# Which fulfilment service site is best for my purposes?



## renuzit (May 21, 2011)

Hi everyone, brand new here. 

I searched around for a while for an answer to my questions and while I found _some_ answers, I would appreciate some people's personal opinions on what I am looking for...


I am in Canada, and am looking to start a small t-shirt website with my own original designs. 

I want a total fulfilment centre: one that will take care of everything - printing, billing, shipping, etc, and will just pay me a % (or dollar amount) of the sales I generate.

I want to be able to print in large areas of the t-shirts (top to bottom, not just the little square on the chest like at CafePress)

I would like the site to be as customizable as possible. 

It _*needs*_ to be *free* for me to use (no monthly charges etc), as this site will likely generate very little sales.

I did create a pikistore site, and it looks PERFECT, except it sounds like it is only a three month trial before they start charging me a $49/month fee.
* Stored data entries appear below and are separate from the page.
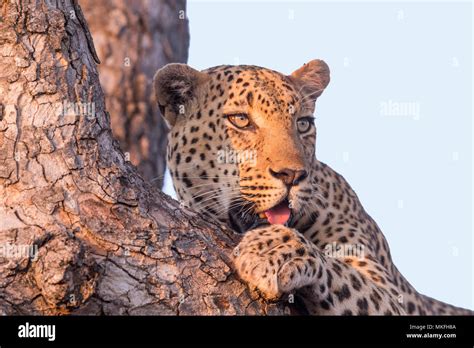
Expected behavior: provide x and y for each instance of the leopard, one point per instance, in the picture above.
(242, 151)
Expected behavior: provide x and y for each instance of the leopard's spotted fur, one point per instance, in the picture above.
(279, 259)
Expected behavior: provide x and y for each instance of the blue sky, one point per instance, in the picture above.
(395, 121)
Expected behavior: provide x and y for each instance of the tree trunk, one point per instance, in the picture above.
(138, 38)
(81, 232)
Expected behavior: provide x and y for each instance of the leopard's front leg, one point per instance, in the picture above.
(278, 260)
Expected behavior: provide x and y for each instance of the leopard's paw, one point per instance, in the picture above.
(275, 260)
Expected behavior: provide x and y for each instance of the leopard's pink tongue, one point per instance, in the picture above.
(278, 214)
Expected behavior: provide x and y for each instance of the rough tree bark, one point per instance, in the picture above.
(107, 242)
(138, 37)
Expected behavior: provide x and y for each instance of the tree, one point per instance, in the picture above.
(140, 37)
(81, 231)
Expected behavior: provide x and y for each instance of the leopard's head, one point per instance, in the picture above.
(242, 138)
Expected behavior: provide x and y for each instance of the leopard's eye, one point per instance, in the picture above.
(304, 124)
(241, 121)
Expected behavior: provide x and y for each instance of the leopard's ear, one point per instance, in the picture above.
(312, 78)
(175, 86)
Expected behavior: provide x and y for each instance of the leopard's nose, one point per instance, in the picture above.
(290, 176)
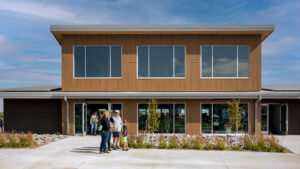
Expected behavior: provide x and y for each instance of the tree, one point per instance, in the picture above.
(235, 115)
(153, 118)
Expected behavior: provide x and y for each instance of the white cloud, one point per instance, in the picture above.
(38, 9)
(53, 60)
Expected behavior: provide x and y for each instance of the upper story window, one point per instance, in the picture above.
(225, 61)
(97, 61)
(161, 61)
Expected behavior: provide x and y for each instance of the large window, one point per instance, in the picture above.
(161, 61)
(97, 61)
(215, 118)
(172, 118)
(225, 61)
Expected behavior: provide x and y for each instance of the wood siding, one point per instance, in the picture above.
(193, 115)
(192, 81)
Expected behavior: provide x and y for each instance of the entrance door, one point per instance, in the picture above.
(80, 118)
(264, 118)
(283, 119)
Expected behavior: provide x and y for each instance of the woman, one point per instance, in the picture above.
(104, 132)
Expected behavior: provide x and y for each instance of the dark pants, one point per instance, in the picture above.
(108, 141)
(104, 139)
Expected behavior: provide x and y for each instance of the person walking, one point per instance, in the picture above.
(124, 135)
(117, 129)
(104, 132)
(111, 121)
(1, 125)
(94, 123)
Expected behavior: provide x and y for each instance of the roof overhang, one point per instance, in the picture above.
(58, 30)
(147, 95)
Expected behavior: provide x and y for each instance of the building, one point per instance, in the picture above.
(193, 71)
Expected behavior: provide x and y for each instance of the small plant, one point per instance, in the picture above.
(148, 145)
(247, 142)
(208, 147)
(173, 143)
(236, 148)
(196, 143)
(220, 144)
(130, 141)
(185, 144)
(162, 142)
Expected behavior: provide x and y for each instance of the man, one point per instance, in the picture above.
(111, 120)
(94, 123)
(1, 125)
(117, 129)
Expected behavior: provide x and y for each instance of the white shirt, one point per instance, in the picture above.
(117, 123)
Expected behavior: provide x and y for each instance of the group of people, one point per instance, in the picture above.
(108, 126)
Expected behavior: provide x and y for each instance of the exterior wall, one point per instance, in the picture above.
(192, 81)
(293, 113)
(34, 115)
(193, 115)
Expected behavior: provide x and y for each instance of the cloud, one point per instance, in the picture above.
(38, 9)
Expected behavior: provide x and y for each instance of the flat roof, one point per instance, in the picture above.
(263, 29)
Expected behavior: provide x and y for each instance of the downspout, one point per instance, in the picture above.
(67, 113)
(256, 112)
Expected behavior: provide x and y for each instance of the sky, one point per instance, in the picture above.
(30, 55)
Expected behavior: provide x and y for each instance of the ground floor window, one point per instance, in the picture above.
(215, 118)
(172, 117)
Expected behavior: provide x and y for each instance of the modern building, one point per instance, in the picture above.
(192, 70)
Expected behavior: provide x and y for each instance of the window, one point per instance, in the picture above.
(161, 61)
(172, 118)
(225, 61)
(215, 118)
(97, 61)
Any input is HUGELY appreciated!

Thanks! 
--steve


----------



## ginja (May 9, 2011)

I would love the same info. Have been looking around but haven't found THE one yet. Thanks for your help


----------



## UK Defender (May 18, 2011)

I'm currently starting a t-shirt brand which involves local artists and designers submitting designs and then receiving a royalty payment per shirt sold. 
Not sure if there is a similar company near you?
It sounds like you don't want any of the admin/production hasstle


----------